Heinrich Law’s client Abe Degala was working as a demolition subcontractor on a construction project in a crime-ridden part of Hunters Point, San Francisco when he was violently attacked.
The attack was so severe that he became disabled: he was in constant pain, he was unable to work and so anxious that he was not able to leave his home.
We learned that the attack was entirely foreseeable. Abe and many other workers complained to the owner and general contractor about the dangerous conditions. The workers asked for security to be provided. The owners refused, insisting that they had a sophisticated camera system in place.
As it turns out, the cameras were in place, but they were not monitored. We have a video record of the violent attack, perpetrated by masked thugs, but there was no one on site to prevent the incident or help Abe.

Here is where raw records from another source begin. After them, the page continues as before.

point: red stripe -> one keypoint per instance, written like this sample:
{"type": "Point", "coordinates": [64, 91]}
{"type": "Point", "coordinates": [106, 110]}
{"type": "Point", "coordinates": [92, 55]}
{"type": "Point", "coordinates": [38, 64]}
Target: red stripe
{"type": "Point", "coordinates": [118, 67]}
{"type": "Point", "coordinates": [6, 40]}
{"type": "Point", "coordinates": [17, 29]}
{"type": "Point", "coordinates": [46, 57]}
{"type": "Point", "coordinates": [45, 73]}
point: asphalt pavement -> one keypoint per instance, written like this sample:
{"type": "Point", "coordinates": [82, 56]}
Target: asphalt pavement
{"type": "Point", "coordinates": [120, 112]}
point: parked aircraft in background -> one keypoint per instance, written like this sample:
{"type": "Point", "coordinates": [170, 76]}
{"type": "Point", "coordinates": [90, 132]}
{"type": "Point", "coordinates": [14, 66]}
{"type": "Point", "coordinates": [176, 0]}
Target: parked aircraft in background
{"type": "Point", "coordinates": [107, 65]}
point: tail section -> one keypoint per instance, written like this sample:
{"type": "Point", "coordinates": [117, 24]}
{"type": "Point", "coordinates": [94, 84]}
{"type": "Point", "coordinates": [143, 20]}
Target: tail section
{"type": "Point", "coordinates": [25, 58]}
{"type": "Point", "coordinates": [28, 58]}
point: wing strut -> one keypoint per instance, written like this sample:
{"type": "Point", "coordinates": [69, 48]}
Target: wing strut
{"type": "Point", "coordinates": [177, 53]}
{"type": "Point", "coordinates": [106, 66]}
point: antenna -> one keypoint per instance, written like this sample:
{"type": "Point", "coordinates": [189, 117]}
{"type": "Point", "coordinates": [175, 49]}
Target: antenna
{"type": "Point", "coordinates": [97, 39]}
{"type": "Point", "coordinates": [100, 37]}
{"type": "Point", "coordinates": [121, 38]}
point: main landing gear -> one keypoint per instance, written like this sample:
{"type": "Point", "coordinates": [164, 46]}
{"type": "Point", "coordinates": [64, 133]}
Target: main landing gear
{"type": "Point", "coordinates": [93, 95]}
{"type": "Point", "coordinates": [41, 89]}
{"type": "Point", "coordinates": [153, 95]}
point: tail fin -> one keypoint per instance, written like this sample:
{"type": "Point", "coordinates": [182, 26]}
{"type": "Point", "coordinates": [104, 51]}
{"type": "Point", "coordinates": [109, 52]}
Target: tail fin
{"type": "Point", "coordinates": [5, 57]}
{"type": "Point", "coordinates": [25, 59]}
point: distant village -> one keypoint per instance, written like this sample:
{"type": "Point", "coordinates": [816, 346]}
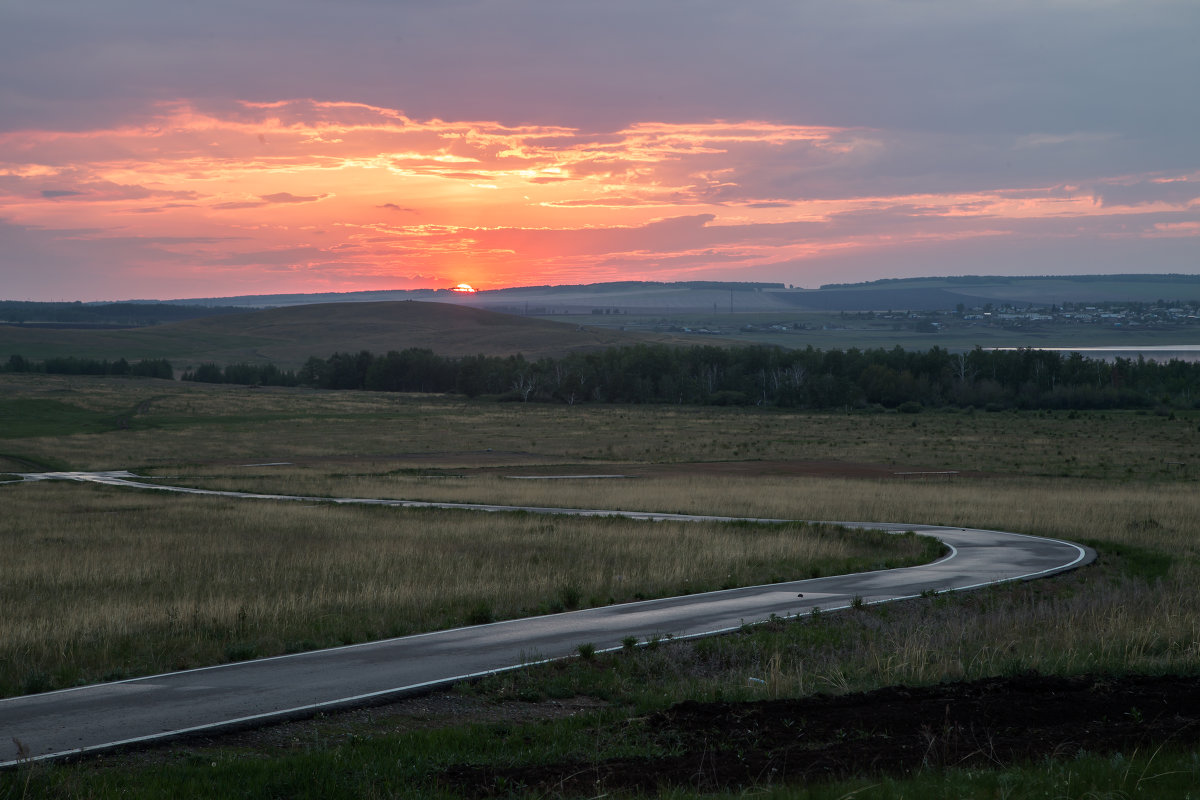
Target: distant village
{"type": "Point", "coordinates": [1140, 316]}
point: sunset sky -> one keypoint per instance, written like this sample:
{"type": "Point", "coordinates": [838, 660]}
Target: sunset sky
{"type": "Point", "coordinates": [162, 150]}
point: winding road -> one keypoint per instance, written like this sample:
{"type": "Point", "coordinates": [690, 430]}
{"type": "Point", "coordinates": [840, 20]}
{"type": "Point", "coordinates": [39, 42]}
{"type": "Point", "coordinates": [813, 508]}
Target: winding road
{"type": "Point", "coordinates": [106, 716]}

Heinrich Law filed a complaint in 2018 against the owner and GC for negligence and premises liability. We conducted numerous depositions and were confident that we had a solid case.
In 2020 the defense told me they wanted to settle, however, in advance of talking settlement, they were going to file Motions for Summary Judgements based on the Privette doctrine.
The Privette doctrine stands for the premise that entities who hire subcontractors to work on construction site projects cannot be held responsible if a worker for one of the subcontractors is injured on the job site unless an exception applies.
Bottom line: If the presiding judge granted the Motions for Summary Judgement, Abe’s case would be dismissed and thrown out. Translation: Our adversaries were willing to settle – but at a steep discount.
The facts of this case were so egregious that we refused their “steep discount” price. Heinrich Law built Abe’s case on “the Hooker exception.” Hooker stands for the premise that if the hirer retains control over some portion of the work being performed by the subcontractor and exercises the control in a way that contributes to the injured worker’s incident then the hirer can be held responsible.
I was certain that a SF Superior Court Judge would understand our case, and would not grant these MSJs.
In March 2021, the MSJs were heard in SF Superior Court. To my shock and horror, the Judge granted both motions, throwing Abe’s case out of court.
I knew this decision was unfair. And I knew we had to fight it.
I immediately contacted one of the best appellate lawyers in California, Alan Charles aka Chuck Dell’Ario.
I told him, “I have a horribly injured client who has lost his livelihood, will never work again, is in chronic pain, and has undergone multiple surgeries – all because the owner and general contractor refused to provide even a modicum of site security. Tell me, Chuck, we can get this crazy decision reversed on appeal?”
Chuck reviewed the case. He was in. He said: “Let’s get this terrible decision reversed.” We filed an appeal in July 2021. Oral argument took place in November 2022.
This past Friday, January 27th “the email” arrived. It was from the California Court of Appeal, First Appellate District, announcing its decision.
I frantically read, “Abraham Degala was attacked and seriously injured by unknown assailants while he was working at a construction site at the Hunters Point housing complex in San Francisco. Because we conclude there are triable issues of fact as to whether the site owner and general contractor are liable to Degala under a retained control theory, we shall reverse.”
While we may still be a long way from getting this client to the finish line, for today, I can say we have been victorious in this critical battle. The appeal was decided in favor of our deserving client. JUSTICE HAS PREVAILED.